BNPB sadar betul bahwa untuk menanggulangi bencana tidaklah cukup hanya bergerak ketika bencana telah terjadi, oleh karena itu langkah antisipasi pun perlu dilakukan. Salah satu caranya yaitu melalui sosialisasi tanggap bencana, mengapa hal ini begitu penting?
Sosialisasi tanggap bencana sangatlah diperlukan untuk memberikan informasi berkelanjutan kepada masyarakat luas mengenai bencana alam meliputi dampak serta tindakan yang perlu dilakukan dalam mengantisipasi bencana sebagai bentuk upaya meminimalisir sehingga baik korban jiwa maupun materi dapat ditekan dan upaya pertolongan pasca bencana dapat terkoordinir dengan baik dan cepat.
Perlu digarisbawahi disini walau masyarakat tahu akan dahsyatnya dampak bencana dari sosialisasi yang telah BNPB lakukan namun tingkat kesadaran masyarakat terhadap bencana masih rendah dan pengetahuan masyarakat akan bencana masih kurang. Fakta di lapangan menyuguhkan bahwa masyarakat yang hidup di wilayah rawan bencana kurang prihatin akan keselamatannya sendiri begitupun kepada nyawa orang lain dan masyarakat yang ikut memberikan bantuan kemanusiaan kepada korban bencana kurang paham akan prioritas kebutuhan yang benar-benar diperlukan pasca bencana.
Sebagai contoh masyarakat acap kali mereka memilih lokasi tempat tinggal yang relatif tinggi rawan bencana longsor maupun tetap memilih tinggal di lokasi pasca bencana, melakukan aktivitas penambangan dan penebangan pohon secara liar yang memungkinkan terjadinya bencana, ada pula pihak yang tidak bertanggungjawab mencuri sensor pendeteksi bencana, kemudian para donatur yang ikut membantu korban bencana hanya berfokus pada pangan tetapi tidak dibekali dengan pendukung kehidupan lainnya semisalkan air, pakaian, peralatan memasak, obat-obatan, dan lain-lainnya. Contoh diatas jelas sangat merugikan dan merepotkan, sikap acuh dan tindakan tidak bertanggungjawab tidaklah sepadan dengan besaran kerugian yang akan dihadapi ketika bencana terjadi, sedangkan ketidaktahuan akan apa yang diperlukan korban pasca bencana justru menjadi bertambahnya beban mereka.
Untuk itu dalam upaya memperluas jangkauan sosialisasi tanggap bencana dan lebih meningkatkan lagi kesadaran serta kepedulian masyarakat terhadap penanggulangan bencana, BNPB melakukan inovasi sosialisasi dalam upaya pendekatan kepada masyarakat melalui media sandiwara radio yang disiarkan oleh 20 stasiun radio lokal maupun komunitas yang berfokus di wilayah rawan bencana. Pertanyaannya mengapa dipilihnya media radio?
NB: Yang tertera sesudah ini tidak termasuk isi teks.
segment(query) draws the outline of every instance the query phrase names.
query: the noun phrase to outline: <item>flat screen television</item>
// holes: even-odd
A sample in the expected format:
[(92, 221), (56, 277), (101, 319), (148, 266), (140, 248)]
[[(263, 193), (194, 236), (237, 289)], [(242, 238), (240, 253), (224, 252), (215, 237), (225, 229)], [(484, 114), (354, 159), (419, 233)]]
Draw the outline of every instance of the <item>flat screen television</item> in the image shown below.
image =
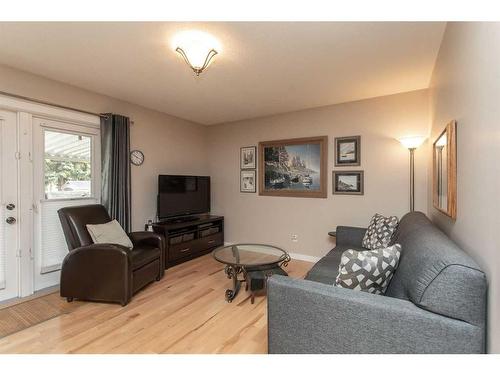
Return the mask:
[(158, 218), (210, 212), (210, 177), (158, 176)]

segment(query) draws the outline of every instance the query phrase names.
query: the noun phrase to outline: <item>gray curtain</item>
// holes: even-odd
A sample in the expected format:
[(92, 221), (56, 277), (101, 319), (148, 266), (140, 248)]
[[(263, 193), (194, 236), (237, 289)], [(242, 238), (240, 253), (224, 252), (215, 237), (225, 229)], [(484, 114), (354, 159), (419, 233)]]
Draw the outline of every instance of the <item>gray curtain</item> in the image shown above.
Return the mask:
[(101, 117), (101, 200), (111, 218), (130, 232), (130, 119), (106, 113)]

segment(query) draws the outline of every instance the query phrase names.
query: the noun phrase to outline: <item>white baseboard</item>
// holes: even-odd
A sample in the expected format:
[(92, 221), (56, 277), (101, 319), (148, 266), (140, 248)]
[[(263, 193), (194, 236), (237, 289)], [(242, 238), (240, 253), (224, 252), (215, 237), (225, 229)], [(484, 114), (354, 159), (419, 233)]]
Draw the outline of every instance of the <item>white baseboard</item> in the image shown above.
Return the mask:
[[(234, 245), (232, 242), (224, 242), (224, 246), (231, 246)], [(259, 252), (258, 249), (255, 249), (256, 252)], [(322, 257), (318, 256), (313, 256), (313, 255), (306, 255), (306, 254), (300, 254), (300, 253), (288, 253), (290, 255), (290, 258), (295, 259), (295, 260), (303, 260), (305, 262), (311, 262), (311, 263), (316, 263), (319, 261)]]
[(317, 257), (313, 255), (299, 254), (299, 253), (288, 253), (292, 259), (295, 260), (303, 260), (305, 262), (316, 263), (322, 257)]

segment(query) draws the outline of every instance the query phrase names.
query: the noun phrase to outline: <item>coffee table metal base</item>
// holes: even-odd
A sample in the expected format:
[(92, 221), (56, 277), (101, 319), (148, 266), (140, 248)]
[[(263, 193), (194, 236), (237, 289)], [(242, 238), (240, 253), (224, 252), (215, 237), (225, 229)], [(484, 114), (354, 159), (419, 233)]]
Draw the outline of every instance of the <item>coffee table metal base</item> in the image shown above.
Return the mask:
[[(282, 266), (287, 266), (288, 262), (283, 263)], [(279, 274), (279, 275), (284, 275), (288, 276), (288, 273), (286, 273), (279, 265), (275, 266), (273, 268), (266, 268), (264, 270), (259, 270), (259, 269), (250, 269), (246, 270), (242, 266), (232, 266), (232, 265), (226, 265), (224, 268), (224, 272), (227, 276), (228, 279), (233, 280), (233, 289), (226, 289), (226, 301), (227, 302), (232, 302), (233, 299), (236, 298), (238, 295), (238, 292), (241, 289), (241, 283), (246, 283), (246, 288), (245, 290), (248, 290), (249, 288), (249, 283), (252, 283), (252, 280), (254, 281), (260, 281), (260, 283), (257, 283), (259, 285), (252, 285), (251, 286), (251, 300), (252, 303), (254, 301), (255, 297), (255, 292), (260, 289), (265, 288), (265, 279), (268, 276), (271, 276), (272, 274)], [(239, 275), (242, 275), (242, 278), (239, 277)], [(262, 284), (262, 285), (260, 285)]]
[(224, 273), (233, 280), (233, 288), (225, 292), (227, 302), (232, 302), (241, 289), (241, 283), (246, 283), (246, 289), (252, 291), (253, 303), (255, 291), (263, 289), (259, 286), (265, 287), (267, 277), (273, 273), (286, 275), (281, 267), (286, 267), (290, 261), (290, 255), (285, 250), (263, 244), (222, 246), (216, 248), (212, 256), (225, 265)]
[(245, 290), (250, 289), (250, 302), (252, 304), (255, 301), (255, 294), (260, 290), (267, 289), (267, 278), (272, 275), (288, 276), (288, 273), (280, 266), (247, 271)]
[[(241, 288), (241, 283), (246, 281), (246, 271), (241, 266), (226, 265), (224, 272), (228, 279), (233, 279), (233, 289), (226, 289), (226, 301), (232, 302)], [(243, 274), (243, 279), (238, 275)]]

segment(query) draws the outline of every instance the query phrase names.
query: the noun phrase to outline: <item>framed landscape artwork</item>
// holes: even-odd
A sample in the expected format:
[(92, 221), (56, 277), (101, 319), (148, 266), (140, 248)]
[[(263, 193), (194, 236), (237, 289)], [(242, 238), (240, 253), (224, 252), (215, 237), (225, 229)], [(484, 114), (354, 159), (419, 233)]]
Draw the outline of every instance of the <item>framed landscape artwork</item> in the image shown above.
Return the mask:
[(335, 138), (335, 166), (352, 167), (361, 165), (361, 137)]
[(240, 171), (240, 192), (241, 193), (255, 193), (257, 191), (257, 184), (255, 183), (256, 173), (252, 171)]
[(259, 194), (326, 198), (328, 137), (259, 143)]
[(257, 147), (242, 147), (240, 149), (240, 167), (241, 169), (255, 169), (257, 167)]
[(333, 171), (333, 194), (363, 195), (363, 171)]

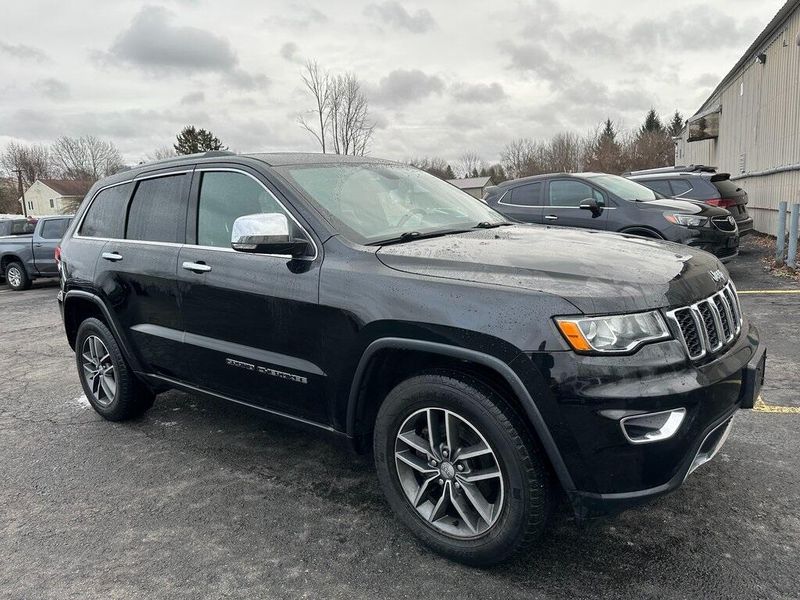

Dipilihnya media radio dikarenakan radio merupakan media yang merakyat, alatnya mudah didapat, murah, mudah dioperasikan, didukung infrastruktur yang memadai sehingga jangkauannya pun sangat luas dan dapat menembus wilayah terpencil. Kemudian media sandiwara radio dinilai atraktif (memiliki daya tarik) selain memenuhi sisi menghibur tetapi dapat pula dijadikan sebagai media edukasi bagi masyarakat.
Walau demikian langkah ini tidaklah luput dari tantangan, sebagaimana akibat dari teknologi yang terus berkembang media radio seperti tersisihkan oleh modernisasi. Namun BNPB tetap optimis, melalui media sandiwara radio berdurasi 30 menit dengan total 50 episode ini diyakini masih mampu menarik perhatian publik dimana masyarakat dibangkitkan kembali akan memori masa lalu dimana sandiwara radio begitu berkesan saat di era keemasannya dulu. Alur cerita menarik yang didalamnya disisipkan sosialiasi tanggap bencana disertakan penokohan karakter yang dibalut vokal ciri khas pengisi suara akan menjadi magnet bagi siapa pun yang mendengarkannya, dengan begitu masyarakat dapat terhibur berikut pandai dalam menanggapi bencana.